AI for Forest Landscape Restoration

A predictive impact analytics model quantifies the social, economic, and environmental impact of investing in a particular Forest Landscape Restoration project.

Strivathsav Ashwin

Published in

Omdena

8 min readDec 25, 2021

This Omdena challenge was hosted with Trillion Tree Fund.

Authors: Deepali Bidwai, Emerson Carlos, Strivathsav Ashwin Ramamoorthy

**Figure 1:** Impact Overview and matrix of Trillion Tree Fund’s dashboard

“If a tree falls in a forest and no one is around to hear it, does it make a sound?” is a famous philosophical question about perception and observation. And similar to our question, does the benefits of forest landscape restoration to tackle climate change make sounds to the world, or it just falls, and no one hears, observes, or perceives.

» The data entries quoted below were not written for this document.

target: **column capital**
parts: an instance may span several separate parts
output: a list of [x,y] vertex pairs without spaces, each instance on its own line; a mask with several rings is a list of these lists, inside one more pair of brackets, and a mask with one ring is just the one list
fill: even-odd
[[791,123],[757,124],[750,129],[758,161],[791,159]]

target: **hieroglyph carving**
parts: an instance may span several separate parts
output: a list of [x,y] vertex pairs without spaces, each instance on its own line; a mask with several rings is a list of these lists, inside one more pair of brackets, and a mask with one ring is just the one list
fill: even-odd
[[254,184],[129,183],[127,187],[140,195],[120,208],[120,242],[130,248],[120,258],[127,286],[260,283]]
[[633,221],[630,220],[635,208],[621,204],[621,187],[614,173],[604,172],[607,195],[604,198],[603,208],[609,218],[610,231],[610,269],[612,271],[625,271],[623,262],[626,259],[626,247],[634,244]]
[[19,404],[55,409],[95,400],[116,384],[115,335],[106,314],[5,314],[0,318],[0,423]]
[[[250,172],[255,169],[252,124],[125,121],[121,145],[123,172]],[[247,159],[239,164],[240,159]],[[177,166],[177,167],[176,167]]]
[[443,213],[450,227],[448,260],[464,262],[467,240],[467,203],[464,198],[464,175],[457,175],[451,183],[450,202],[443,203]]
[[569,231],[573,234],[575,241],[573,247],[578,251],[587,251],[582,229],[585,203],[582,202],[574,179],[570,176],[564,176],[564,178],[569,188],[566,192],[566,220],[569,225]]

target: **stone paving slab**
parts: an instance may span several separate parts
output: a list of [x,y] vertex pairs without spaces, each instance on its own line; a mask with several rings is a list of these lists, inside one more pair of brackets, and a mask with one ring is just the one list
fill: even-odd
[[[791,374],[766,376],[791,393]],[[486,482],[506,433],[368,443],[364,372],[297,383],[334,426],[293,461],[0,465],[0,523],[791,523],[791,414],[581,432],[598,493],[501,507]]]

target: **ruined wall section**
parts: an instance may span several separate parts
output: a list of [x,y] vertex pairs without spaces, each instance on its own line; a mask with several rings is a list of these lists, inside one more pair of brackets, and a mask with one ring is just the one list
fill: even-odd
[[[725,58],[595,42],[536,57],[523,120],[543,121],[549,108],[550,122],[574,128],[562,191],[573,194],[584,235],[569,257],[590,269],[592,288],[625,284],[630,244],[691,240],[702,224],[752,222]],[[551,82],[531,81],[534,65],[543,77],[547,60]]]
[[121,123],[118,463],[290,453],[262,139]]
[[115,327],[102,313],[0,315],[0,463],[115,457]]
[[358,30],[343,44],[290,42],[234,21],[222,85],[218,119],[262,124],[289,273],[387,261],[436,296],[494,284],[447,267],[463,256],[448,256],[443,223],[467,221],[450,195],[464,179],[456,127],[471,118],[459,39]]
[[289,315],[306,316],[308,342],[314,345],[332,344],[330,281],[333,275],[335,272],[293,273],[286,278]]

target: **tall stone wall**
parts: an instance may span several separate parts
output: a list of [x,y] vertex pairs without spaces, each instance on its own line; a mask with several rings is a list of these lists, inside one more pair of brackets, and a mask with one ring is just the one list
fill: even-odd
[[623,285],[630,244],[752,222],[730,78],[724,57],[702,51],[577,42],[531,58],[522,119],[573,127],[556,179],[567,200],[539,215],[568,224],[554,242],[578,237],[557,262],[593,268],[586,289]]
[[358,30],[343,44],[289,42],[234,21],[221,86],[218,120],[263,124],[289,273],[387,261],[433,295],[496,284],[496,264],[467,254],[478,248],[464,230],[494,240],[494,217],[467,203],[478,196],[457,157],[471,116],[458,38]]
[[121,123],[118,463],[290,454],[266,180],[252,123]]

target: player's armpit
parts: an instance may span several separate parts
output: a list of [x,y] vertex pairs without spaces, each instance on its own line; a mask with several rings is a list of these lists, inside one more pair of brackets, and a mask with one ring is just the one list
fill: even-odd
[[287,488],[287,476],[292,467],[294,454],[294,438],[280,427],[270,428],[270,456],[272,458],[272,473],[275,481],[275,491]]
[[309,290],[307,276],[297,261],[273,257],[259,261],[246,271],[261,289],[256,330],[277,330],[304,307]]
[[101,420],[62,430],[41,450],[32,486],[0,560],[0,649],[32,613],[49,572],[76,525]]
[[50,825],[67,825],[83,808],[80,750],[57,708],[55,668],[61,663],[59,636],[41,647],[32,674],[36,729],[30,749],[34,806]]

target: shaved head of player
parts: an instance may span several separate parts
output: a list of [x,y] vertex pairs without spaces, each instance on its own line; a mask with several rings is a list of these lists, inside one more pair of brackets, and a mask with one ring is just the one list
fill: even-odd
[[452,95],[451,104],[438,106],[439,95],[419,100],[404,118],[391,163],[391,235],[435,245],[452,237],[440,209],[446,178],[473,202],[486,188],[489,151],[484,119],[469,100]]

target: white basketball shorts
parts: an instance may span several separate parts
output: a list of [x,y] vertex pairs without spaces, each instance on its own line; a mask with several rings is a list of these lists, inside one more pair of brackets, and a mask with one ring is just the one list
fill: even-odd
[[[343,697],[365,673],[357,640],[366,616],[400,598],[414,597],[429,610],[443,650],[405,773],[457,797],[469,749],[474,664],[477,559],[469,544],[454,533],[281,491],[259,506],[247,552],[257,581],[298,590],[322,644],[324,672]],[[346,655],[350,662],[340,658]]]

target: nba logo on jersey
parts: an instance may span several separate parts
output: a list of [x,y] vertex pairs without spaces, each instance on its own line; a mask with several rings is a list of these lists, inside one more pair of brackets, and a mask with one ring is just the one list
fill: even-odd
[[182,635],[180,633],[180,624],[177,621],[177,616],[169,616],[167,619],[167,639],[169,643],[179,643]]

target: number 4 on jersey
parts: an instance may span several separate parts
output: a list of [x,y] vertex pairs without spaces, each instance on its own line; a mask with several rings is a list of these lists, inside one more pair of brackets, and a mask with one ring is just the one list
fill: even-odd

According to the Trillion Tree Fund (1tfund), Climate change could cost the world ~$792 trillion in the next 80 years. Forest landscape restoration (FLR) helps mitigate those risks; for example, mangroves absorb 70–90% of storm surge. FLR could generate $7–$30 in economic benefits for every dollar invested. Yet, these co-benefits are undervalued by markets. This poses a major impediment to financing FLR, which faces an annual investment gap of around $400 billion.

Why is investing in FLR projects critical?

The ability of trees to absorb carbon dioxide and other gases from the atmosphere has long made them a valuable weapon in the fight against rising temperatures. A single mature tree can absorb 48lbs. of carbon a year and makes enough clean oxygen for 4 people to breathe fresh air.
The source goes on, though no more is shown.